UE needs to continue its proud tradition of fighting for all workers’ rights regardless of gender, sexual orientation, race, disability, immigration statue or creed. The time is now to put pressure on politicians and bosses to advance women’s and LGBT rights for the sake of future generations. This war against women and LGBT people needs to stop.

THEREFORE, BE IT RESOLVED THAT THIS 8th Bi-Annual UE local 150  CONVENTION:

  1. Calls on the local, divisions and chapters to educate members to fight women’s and LGBTQ oppression in all aspects at their workplace;
  2. Calls for a high-quality federal day care program and calls upon our local to renew the fight for employer-funded childcare, available for all shifts, in their respective contracts;
  3. Calls on the union at all levels to demand pay equity for women and LGBT people, recognizing that organization and collective bargaining are the best and most lasting ways to achieve this goal;
  4. Calls on the union at all levels to demand quality affordable healthcare, including preventative and lifesaving treatments, as well as alternative birthing methods, and adequate retirement benefits;
  5. Calls on all locals and regions to educate their members, and encourage women’s and LGBTQ organizations to support workers’ rights by demanding that companies, the U.S. government, and international financial institutions adopt and enforce core workers’ rights;
  6. Supports legislation to create a welfare system which does not penalize women for staying home to take care of children and offers genuine job assistance with a living wage and quality childcare;
  7. Calls on the union at all levels to fight for legislation to ensure all workers receive full benefits under the Family Medical Leave Act;
  8. Supports the right of all women, regardless of economic status, to choose whether to continue or terminate a pregnancy, to have access to free, confidential, and effective birth control and family planning services, to be protected against forced sterilization, and not discriminated against because of women’s health issues;
  9. Calls on the union at all levels to educate members on the menace that is sexual harassment, and to combat harassment, intimidation and sexist attitudes wherever found; and support strengthening workers’ compensation laws in all states with improved provisions on injuries sustained from physical attacks in the workplace;
  10. Calls on locals to press for company-paid training programs for all workers, allowing women to upgrade their skills, and to to fight for the rights of women to enter jobs that have been traditionally reserved for men;
  11. Calls on the union at all levels to provide training, encouragement and support for women to become active at all levels of the union, including leadership, and fight any aspect of women’s oppression within the union;
  12. Encourages all members of the union to join the Coalition of Labor Union Women (CLUW);
  13. Encourages our union at all levels to collect and share with members information about women’s issues and legislative tools like report cards.

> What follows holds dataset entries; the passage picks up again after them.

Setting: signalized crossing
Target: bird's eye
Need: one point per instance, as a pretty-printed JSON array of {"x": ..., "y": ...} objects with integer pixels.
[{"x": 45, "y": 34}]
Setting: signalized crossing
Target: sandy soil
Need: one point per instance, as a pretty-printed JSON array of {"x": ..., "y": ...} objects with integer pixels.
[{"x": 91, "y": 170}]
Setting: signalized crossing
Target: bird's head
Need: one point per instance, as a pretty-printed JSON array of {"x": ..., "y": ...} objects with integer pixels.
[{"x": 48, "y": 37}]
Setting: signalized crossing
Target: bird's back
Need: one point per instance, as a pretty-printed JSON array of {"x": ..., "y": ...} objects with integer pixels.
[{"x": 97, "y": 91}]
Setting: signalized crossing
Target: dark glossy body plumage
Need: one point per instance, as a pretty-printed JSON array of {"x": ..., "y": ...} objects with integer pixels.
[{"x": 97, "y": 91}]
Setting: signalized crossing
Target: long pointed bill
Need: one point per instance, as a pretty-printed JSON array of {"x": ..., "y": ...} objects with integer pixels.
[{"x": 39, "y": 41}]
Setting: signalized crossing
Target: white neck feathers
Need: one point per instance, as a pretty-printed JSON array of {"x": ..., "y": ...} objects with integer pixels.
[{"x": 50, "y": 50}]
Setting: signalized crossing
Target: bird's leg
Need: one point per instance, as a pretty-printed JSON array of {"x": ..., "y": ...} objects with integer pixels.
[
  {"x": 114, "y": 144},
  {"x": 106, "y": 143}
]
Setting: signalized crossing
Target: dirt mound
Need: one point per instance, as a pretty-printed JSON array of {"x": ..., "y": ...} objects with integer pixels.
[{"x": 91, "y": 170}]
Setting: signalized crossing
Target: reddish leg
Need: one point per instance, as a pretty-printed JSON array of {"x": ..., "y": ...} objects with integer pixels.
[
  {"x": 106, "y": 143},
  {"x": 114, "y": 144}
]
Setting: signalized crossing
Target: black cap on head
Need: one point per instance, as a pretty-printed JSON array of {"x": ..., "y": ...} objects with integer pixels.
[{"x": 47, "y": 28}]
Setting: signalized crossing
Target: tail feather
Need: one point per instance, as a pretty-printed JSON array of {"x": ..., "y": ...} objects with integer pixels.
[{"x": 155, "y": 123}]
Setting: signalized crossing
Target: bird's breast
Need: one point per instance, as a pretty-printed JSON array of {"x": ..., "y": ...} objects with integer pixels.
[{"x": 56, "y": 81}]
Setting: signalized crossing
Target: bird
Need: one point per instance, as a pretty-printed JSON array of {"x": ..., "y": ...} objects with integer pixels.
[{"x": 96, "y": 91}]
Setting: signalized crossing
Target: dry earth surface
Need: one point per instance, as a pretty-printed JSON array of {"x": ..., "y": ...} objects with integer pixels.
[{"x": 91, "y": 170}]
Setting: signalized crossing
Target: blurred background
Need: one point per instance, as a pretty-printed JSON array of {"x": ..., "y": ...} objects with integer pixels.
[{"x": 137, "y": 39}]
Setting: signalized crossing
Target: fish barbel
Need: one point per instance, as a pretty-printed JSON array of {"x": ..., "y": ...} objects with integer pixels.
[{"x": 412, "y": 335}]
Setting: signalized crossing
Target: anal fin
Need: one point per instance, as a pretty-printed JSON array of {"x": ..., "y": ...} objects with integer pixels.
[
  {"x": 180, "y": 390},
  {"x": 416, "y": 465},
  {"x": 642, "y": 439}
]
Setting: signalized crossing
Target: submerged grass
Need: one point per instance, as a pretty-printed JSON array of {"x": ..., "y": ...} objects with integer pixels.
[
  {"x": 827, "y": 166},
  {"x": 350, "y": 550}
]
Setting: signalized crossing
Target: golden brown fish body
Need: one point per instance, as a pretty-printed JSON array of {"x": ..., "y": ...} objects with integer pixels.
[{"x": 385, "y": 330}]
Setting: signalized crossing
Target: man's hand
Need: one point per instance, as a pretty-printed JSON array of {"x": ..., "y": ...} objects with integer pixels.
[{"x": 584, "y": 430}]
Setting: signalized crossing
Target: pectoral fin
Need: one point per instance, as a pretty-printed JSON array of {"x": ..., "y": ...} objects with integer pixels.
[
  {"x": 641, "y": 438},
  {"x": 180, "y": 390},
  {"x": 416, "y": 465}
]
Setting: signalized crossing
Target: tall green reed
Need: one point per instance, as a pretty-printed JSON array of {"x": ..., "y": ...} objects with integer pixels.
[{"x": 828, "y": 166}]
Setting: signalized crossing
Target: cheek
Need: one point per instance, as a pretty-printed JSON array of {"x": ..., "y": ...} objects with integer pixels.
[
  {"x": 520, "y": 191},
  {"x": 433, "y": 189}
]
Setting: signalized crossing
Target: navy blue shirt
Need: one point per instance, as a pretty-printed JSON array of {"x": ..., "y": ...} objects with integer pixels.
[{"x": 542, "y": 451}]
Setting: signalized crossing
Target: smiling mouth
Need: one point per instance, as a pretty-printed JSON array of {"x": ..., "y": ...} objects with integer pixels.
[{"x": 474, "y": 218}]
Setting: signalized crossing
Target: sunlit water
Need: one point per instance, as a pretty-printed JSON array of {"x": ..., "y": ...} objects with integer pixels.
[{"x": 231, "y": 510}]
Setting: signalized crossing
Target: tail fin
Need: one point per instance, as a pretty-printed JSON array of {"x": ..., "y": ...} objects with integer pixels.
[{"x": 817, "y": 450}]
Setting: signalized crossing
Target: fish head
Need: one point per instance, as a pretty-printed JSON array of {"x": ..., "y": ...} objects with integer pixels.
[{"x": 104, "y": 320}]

  1. Calls on the Obama administration to issue an executive order expanding the nondiscrimination provision in federal contracts to prohibit discrimination based on sexual orientation or gender identity, which would have an extraordinary effect in helping to eradicate discrimination in workplaces receiving federal dollars;
  1. Calls on Congress to enact the Employment Non-Discrimination Act (ENDA), which would prohibit job discrimination based on sexual orientation or gender identity across the country.